One of Tubman Health’s programs illustrates its unique method. I first came across the “Blaxinate” COVID vaccination clinic at the Juneteenth celebration at Seattle’s Jimi Hendrix Park last year and wasn’t quite sure what I was seeing. 
There were comfortable couches, chairs, plants, music, snacks, water and people greeting and welcoming visitors into the space. It looked nothing like the sterile and institutional community centers where I got my vaccines.
All of that was by careful design.
Knowing that generations of medical racism had created distrust around vaccines — particularly in the Black community — the Blaxinate team offered a safe, welcoming environment for people to get vaccines as well as ask questions about it.
The “VIP lounge” approach literally centered patients in the space. Instead of the typical routine where vaccine recipients go from one booth to the next, the Blaxinate clinics allow patients to stay in one comfortable spot while their clinical partners moved around to serve them where they were. They even found ways to put sharps containers out of sight, so that those who were nervous about shots weren’t fearful. 
Jefferson-Abye said Tubman Health has held more than 20 clinics so far and provided hundreds of vaccines. In the process, she said, it received feedback from clinical partners who said, “Wow, we didn’t know it could be done like this, we should have been doing it like this the whole time.”
Barbara Baquero, an associate professor of health systems and population health at the University of Washington, said efforts like Tubman Health to transform systems are critical if we want to change outcomes. “Health disparities are produced by the oppression and the structures that we have,” she said.

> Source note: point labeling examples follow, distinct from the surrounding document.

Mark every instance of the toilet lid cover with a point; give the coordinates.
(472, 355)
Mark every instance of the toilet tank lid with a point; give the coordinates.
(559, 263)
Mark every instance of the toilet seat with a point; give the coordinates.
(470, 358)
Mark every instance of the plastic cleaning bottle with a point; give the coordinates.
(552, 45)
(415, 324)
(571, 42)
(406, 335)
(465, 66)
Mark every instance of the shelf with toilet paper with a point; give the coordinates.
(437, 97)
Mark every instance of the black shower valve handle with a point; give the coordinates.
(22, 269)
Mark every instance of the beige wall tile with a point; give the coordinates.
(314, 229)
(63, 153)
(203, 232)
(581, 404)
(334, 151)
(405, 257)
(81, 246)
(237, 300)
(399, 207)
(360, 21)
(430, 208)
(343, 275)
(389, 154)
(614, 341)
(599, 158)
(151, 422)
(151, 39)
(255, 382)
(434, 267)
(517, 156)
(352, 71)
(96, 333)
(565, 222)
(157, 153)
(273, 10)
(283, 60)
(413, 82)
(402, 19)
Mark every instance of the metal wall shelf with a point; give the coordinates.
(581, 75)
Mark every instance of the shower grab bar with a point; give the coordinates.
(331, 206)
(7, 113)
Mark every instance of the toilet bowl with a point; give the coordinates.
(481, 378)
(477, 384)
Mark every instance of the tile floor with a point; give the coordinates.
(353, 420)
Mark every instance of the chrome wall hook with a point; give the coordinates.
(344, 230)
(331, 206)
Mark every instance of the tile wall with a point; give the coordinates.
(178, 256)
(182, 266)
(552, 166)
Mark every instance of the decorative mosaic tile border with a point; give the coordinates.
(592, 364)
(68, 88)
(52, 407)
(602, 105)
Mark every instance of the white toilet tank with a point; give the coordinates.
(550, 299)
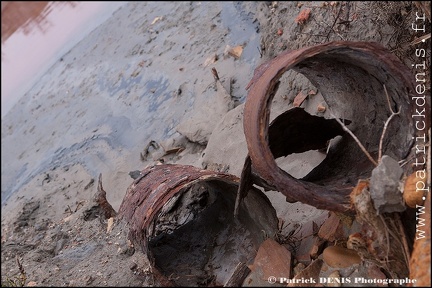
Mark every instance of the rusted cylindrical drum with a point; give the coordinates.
(182, 218)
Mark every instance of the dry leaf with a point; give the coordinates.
(321, 108)
(110, 224)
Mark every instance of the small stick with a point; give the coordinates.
(385, 124)
(355, 139)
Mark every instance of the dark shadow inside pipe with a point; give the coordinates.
(199, 241)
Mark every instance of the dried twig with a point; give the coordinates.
(385, 124)
(355, 139)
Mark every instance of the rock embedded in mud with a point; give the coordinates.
(272, 259)
(411, 194)
(182, 219)
(384, 186)
(340, 257)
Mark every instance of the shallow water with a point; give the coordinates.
(118, 88)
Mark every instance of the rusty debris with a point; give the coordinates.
(358, 65)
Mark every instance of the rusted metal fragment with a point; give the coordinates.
(350, 76)
(181, 217)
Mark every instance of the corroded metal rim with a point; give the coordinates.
(371, 60)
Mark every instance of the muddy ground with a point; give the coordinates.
(142, 76)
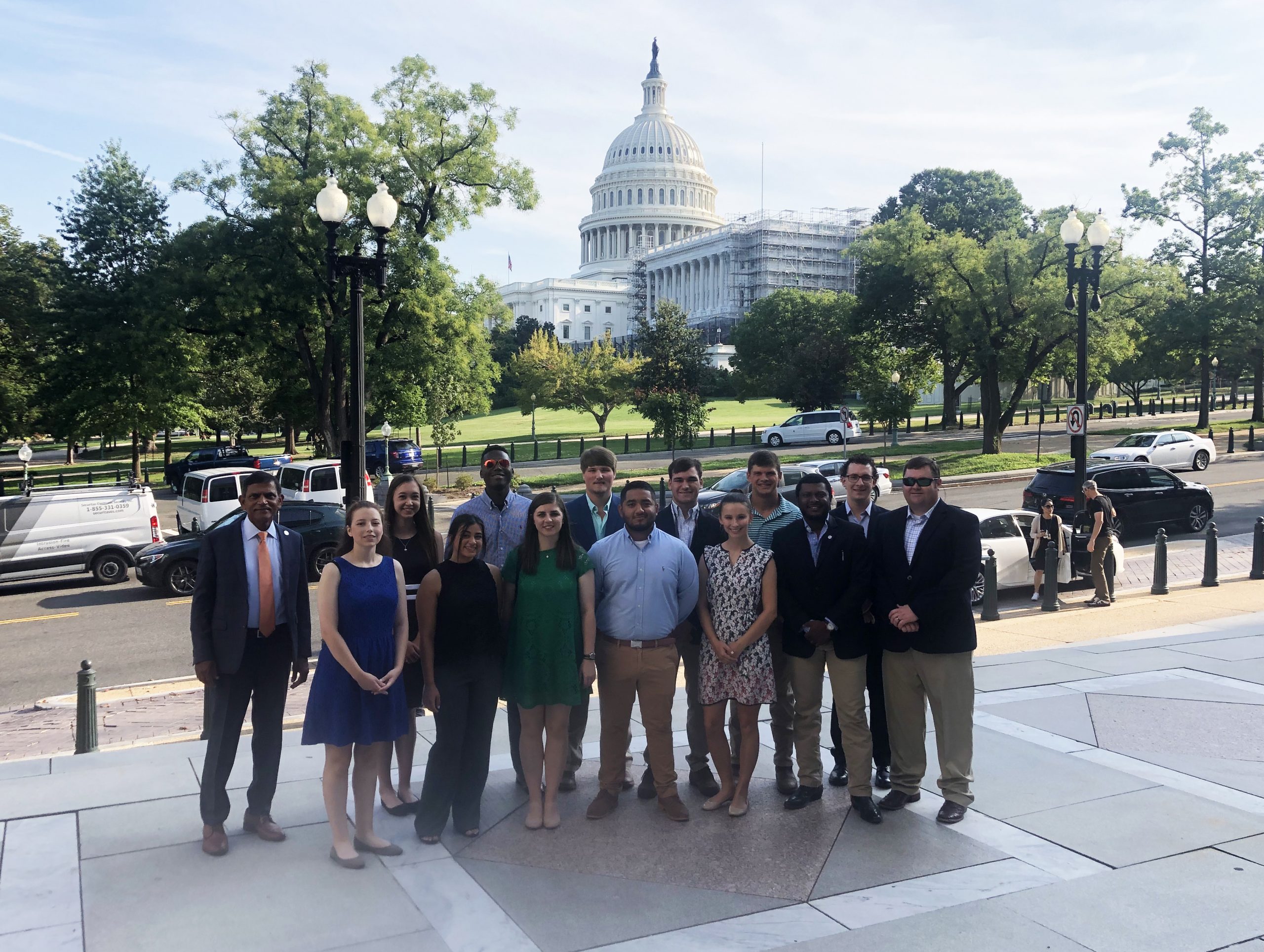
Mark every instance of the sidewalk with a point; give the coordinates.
(1120, 806)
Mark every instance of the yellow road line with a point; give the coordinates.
(41, 618)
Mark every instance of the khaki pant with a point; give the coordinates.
(628, 675)
(847, 682)
(947, 681)
(780, 711)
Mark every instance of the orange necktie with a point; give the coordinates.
(267, 607)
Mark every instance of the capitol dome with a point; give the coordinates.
(653, 189)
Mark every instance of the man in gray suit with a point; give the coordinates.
(252, 633)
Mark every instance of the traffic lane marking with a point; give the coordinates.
(41, 618)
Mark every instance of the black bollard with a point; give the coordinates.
(990, 611)
(85, 714)
(1258, 550)
(1159, 585)
(1050, 594)
(1211, 560)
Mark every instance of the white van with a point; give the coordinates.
(314, 482)
(66, 530)
(206, 495)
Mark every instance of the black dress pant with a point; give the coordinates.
(877, 716)
(261, 682)
(458, 763)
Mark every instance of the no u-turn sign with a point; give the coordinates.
(1077, 421)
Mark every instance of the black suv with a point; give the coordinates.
(172, 565)
(1143, 495)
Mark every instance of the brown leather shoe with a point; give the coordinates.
(674, 808)
(215, 841)
(602, 804)
(263, 828)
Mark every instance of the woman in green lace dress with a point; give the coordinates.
(552, 662)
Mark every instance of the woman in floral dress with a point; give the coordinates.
(737, 602)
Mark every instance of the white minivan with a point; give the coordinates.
(313, 482)
(206, 495)
(65, 530)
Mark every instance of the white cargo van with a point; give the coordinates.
(60, 531)
(206, 495)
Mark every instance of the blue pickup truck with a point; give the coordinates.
(222, 456)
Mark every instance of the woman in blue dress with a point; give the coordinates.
(357, 701)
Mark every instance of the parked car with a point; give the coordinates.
(405, 456)
(206, 495)
(816, 427)
(172, 565)
(1171, 449)
(834, 469)
(316, 482)
(1145, 495)
(1008, 533)
(67, 530)
(736, 483)
(220, 456)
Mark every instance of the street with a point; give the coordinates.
(132, 633)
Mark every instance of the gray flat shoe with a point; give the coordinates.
(389, 850)
(356, 863)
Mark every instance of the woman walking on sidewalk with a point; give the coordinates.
(415, 546)
(357, 701)
(1044, 528)
(737, 602)
(552, 659)
(461, 650)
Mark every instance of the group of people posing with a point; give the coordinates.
(535, 600)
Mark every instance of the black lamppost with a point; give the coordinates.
(1081, 278)
(382, 210)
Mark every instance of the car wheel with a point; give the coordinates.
(320, 557)
(1199, 517)
(181, 577)
(111, 569)
(976, 591)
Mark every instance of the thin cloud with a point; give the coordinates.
(46, 150)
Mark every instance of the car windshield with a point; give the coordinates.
(736, 480)
(1138, 440)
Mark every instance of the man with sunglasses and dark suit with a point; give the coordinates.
(926, 560)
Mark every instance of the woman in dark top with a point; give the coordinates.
(415, 546)
(461, 652)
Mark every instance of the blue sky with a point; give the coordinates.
(850, 99)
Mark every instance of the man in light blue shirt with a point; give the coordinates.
(646, 585)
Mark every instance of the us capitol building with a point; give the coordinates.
(654, 234)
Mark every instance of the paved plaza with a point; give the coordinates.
(1120, 806)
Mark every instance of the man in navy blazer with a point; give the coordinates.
(926, 561)
(251, 623)
(592, 517)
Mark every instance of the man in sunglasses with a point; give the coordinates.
(926, 560)
(505, 522)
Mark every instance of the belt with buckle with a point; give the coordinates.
(667, 641)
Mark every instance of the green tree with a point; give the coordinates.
(668, 381)
(1208, 202)
(797, 345)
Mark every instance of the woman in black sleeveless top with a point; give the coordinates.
(415, 546)
(462, 653)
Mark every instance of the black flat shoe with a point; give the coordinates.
(802, 797)
(898, 801)
(865, 810)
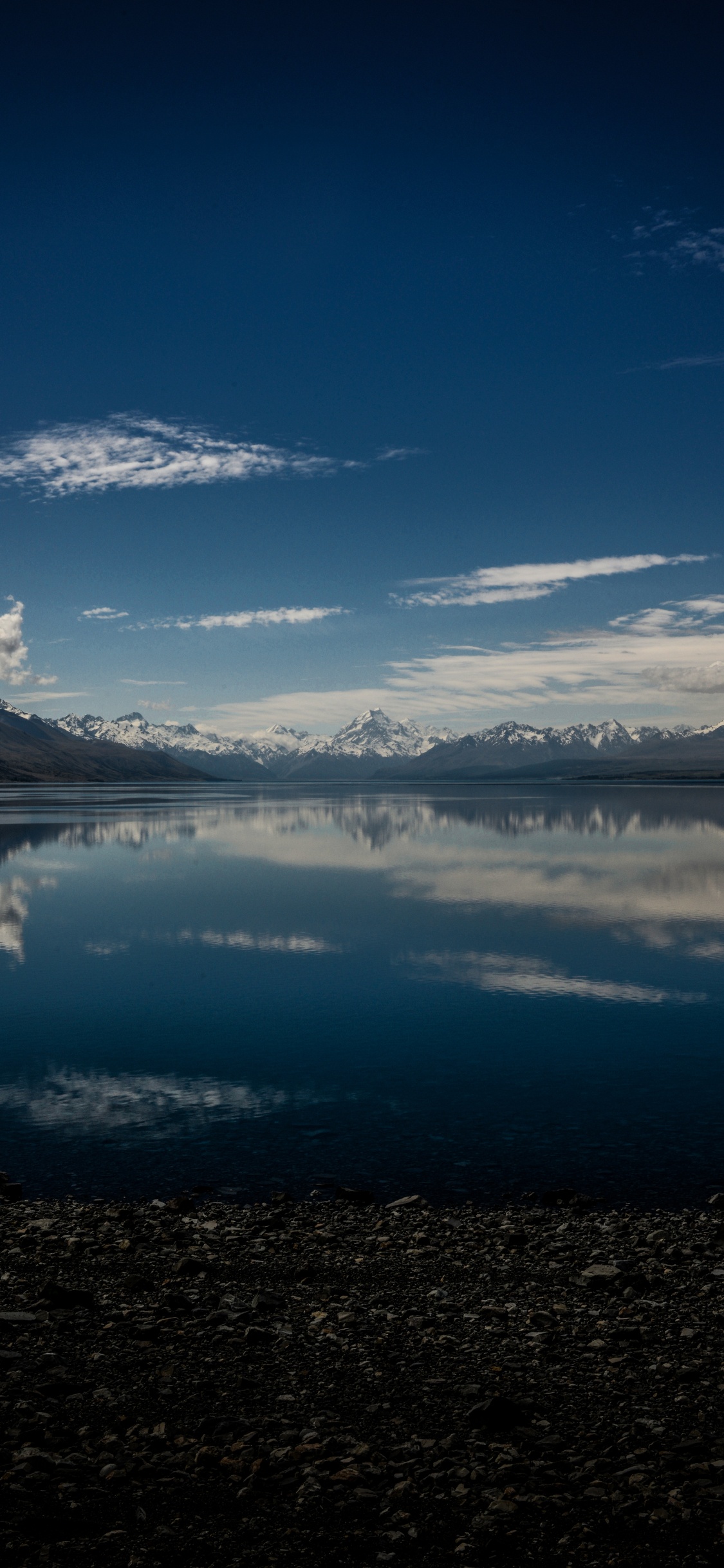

“What I’m excited to see of this different model is that intentionality,” Baquero said of the design and planning process that put the reins in community hands. “Staying there for the long run like this. This is going to take generations to change the way that we think about health.” 
Inequitable systems didn’t happen overnight and won’t change overnight. But organizations like Tubman Health can help create a model for disrupting the failed status quo, city by city, community by community.
“The solution lies with us. We have the knowledge within our communities,” Jefferson-Abye said. “We need it resourced, so that we can build an alternative.”